Virtual assistants may soon be the go-to intermediary between us and our world— it’s now possible for Alexa to assist us in applying for a job at McDonald’s and Siri can help us order groceries from Walmart

Based on the data collected and patterns determined (such as purchasing a specific orange juice in every grocery order), virtual assistants can identify our preferences and help their vendors build a profile of ourselves, and users collectively. 

From one perspective, this could lead to the development of personalized customer experiences as a result, on the other, it can raise concerns over the privacy of a system consumers trust to put in their own home and uncertainty around what the end uses are for the data it collects.

Siding with the latter point of view, researchers at Stanford University have released an open-source virtual assistant named Almond, providing a privacy-centered alternative to those available on the current market. 

Led by Dr. Monica Lam, a computer systems designer, the Stanford team received a grant of US$3 million from the National Science Foundation to develop the technology, which is the first virtual assistant to allow users to specify commands that combine two or more services at once.

For example, users can issue a combination of commands such as “when the New York Times has an article about China, translate the headline to Chinese, then email it to my friend.”

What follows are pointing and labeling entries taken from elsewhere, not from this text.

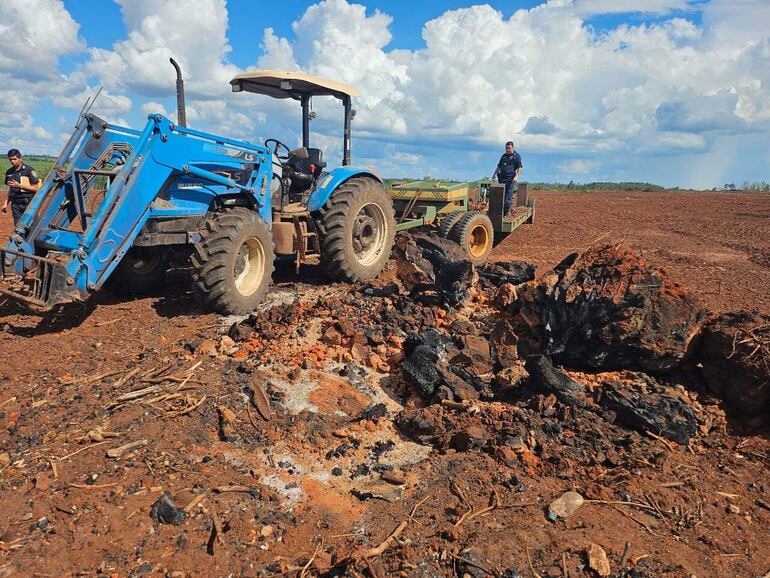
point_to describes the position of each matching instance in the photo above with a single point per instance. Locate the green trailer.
(472, 217)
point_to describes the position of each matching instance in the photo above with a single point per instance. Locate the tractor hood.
(283, 84)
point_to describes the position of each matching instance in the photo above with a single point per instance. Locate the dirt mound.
(390, 428)
(607, 309)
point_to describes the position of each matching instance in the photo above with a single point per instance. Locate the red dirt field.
(302, 494)
(717, 244)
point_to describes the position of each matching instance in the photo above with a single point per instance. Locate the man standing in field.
(22, 182)
(507, 173)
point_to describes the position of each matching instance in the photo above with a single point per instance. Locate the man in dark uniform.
(22, 182)
(507, 173)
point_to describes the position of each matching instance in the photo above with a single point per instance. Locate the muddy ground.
(322, 483)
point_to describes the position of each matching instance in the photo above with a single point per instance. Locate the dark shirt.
(13, 174)
(507, 167)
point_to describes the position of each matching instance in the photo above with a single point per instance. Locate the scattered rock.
(423, 351)
(513, 272)
(565, 505)
(546, 378)
(227, 431)
(608, 309)
(207, 347)
(165, 511)
(473, 570)
(734, 352)
(597, 560)
(657, 413)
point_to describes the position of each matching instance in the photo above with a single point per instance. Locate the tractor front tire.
(448, 223)
(475, 234)
(358, 228)
(141, 270)
(233, 263)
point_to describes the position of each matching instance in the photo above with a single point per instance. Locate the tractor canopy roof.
(283, 84)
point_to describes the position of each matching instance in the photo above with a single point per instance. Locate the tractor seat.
(313, 165)
(303, 172)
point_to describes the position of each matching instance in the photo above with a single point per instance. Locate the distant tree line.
(756, 187)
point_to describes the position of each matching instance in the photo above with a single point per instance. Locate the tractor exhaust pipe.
(181, 115)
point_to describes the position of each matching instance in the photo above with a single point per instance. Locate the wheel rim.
(369, 234)
(249, 268)
(478, 241)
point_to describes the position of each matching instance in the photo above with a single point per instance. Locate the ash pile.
(592, 362)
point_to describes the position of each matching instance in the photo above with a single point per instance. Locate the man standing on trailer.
(22, 182)
(507, 173)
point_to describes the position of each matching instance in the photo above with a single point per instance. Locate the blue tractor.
(121, 205)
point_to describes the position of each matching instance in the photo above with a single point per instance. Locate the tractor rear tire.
(475, 234)
(233, 263)
(358, 228)
(448, 223)
(140, 271)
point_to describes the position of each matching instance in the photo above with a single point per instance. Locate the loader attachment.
(43, 282)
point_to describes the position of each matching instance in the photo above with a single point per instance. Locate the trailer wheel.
(474, 233)
(357, 227)
(140, 271)
(448, 223)
(233, 263)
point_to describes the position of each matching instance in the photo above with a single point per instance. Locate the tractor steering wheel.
(278, 145)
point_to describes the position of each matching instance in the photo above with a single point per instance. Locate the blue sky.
(675, 92)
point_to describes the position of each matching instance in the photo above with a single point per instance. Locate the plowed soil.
(302, 493)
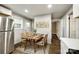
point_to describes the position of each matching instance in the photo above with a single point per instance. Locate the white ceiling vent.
(5, 11)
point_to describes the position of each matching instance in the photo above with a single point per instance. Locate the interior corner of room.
(58, 21)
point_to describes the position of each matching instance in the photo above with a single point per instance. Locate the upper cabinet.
(75, 10)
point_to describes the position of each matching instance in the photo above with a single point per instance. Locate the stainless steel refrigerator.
(6, 35)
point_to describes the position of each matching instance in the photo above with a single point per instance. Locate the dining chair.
(43, 42)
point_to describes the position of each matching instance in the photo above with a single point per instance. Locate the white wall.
(44, 30)
(64, 24)
(18, 31)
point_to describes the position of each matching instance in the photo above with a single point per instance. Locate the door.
(72, 27)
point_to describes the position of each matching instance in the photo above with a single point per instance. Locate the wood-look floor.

The unique features of Almond include its ability to combine functions and add filters, an API signatures repository, and an inter-operated Internet of Things (IoT). These aspects contrast with commercial virtual assistants and allow Almond to execute the string of commands through connections with various parties. 

The virtual assistant is also embedded with Genie, a deep learning model that trains Almond to understand more complex commands across more domains. Presently, Almond has achieved an accuracy of 68 percent of the user’s input and the continuous training of Almond would allow the virtual assistant to acquire more skills, on par with today’s commercialized virtual assistants. 

The development of Almond is mainly driven by an incentive to combat the issue of a monopolized market on virtual assistants leaving customers little choice and control of their data privacy.

“Virtual assistants are poised to revolutionize the digital interface by providing us with a simple, unified, natural-language interface to all our personal accounts and IoT devices. However, they can become the biggest threat to data privacy and the open internet if a monopoly or duopoly emerges,” Dr. Lam stated in her essay Solving the Next Billion-People Privacy Problem.

Simultaneously, alternative ‘smart’ devices are emerging to challenge the status quo of devices sold by the likes of Amazon and Microsoft, empowering users to take more ownership of their data. 

An example is Alias, a ‘parasite’ that users can use to control their store-bought virtual assistants. By using a simple app and hardware modification, users can train Alias to control and manipulate the executions of other virtual assistants. Moreover, when left inactive, Alias will make sure that the VA is paralyzed and its microphone is interrupted to prevent any illicit recording. 

The development of voice-based technology has been comparatively slow and lacking in variety. Like many other aspects of technology, open innovation can be a gateway for companies to utilize resources and build their own voice-based services; in the end, encouraging more diversity, innovation, and flexibility in the application of such devices for the masses.